Ann Althouse is not exactly a Conservative. She's more a legal positivist--one who believes that laws made by men can override the laws of nature--because after all, they are made (directly or indirectly) by lawyers and maintained or adjusted by judges, another classification for lawyers.
I think her confidence in those folks is generally misplaced.
Be that as it may, her Positivist foundation requires her to put the smackdown on errant judges; after all, if the Positivist community lets utter stupidity pass, an observer might begin to question Positivism. So Althouse demolishes Judge Anna:
So often, we’ve heard complaints about “activist” judges. They’re suspected of deciding what outcome they want, based on their own personal or ideological preferences, and then writing a legalistic, neutral-sounding opinion to cover up what they’ve done. That carefully composed legal opinion makes it somewhat hard for a judge’s critics to convince people — especially anyone who likes the outcome — that the judge did not decide the case according to an unbiased legal method of analysis.
So perhaps the oddest thing about Judge Taylor’s opinion in the eavesdropping case is that she didn’t bother to come up with the verbiage that normally cushions us from these suspicions.
Well, Professor, she thought she was among friends...

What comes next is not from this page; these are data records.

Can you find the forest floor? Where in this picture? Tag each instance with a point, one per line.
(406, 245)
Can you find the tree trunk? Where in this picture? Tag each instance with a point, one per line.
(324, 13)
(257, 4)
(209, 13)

But this is sheer sophistry. The potential for the president to abuse his power has nothing to do with kings and heredity. (How much power do hereditary kings have these days, anyway?) And, indeed, the president is not claiming he has powers outside of the Constitution. He isn’t arguing that he’s above the law. He’s making an aggressive argument about the scope of his power under the law
It's an excellent piece. Just remember that a Positivist wrote the opinion which Althouse demolished.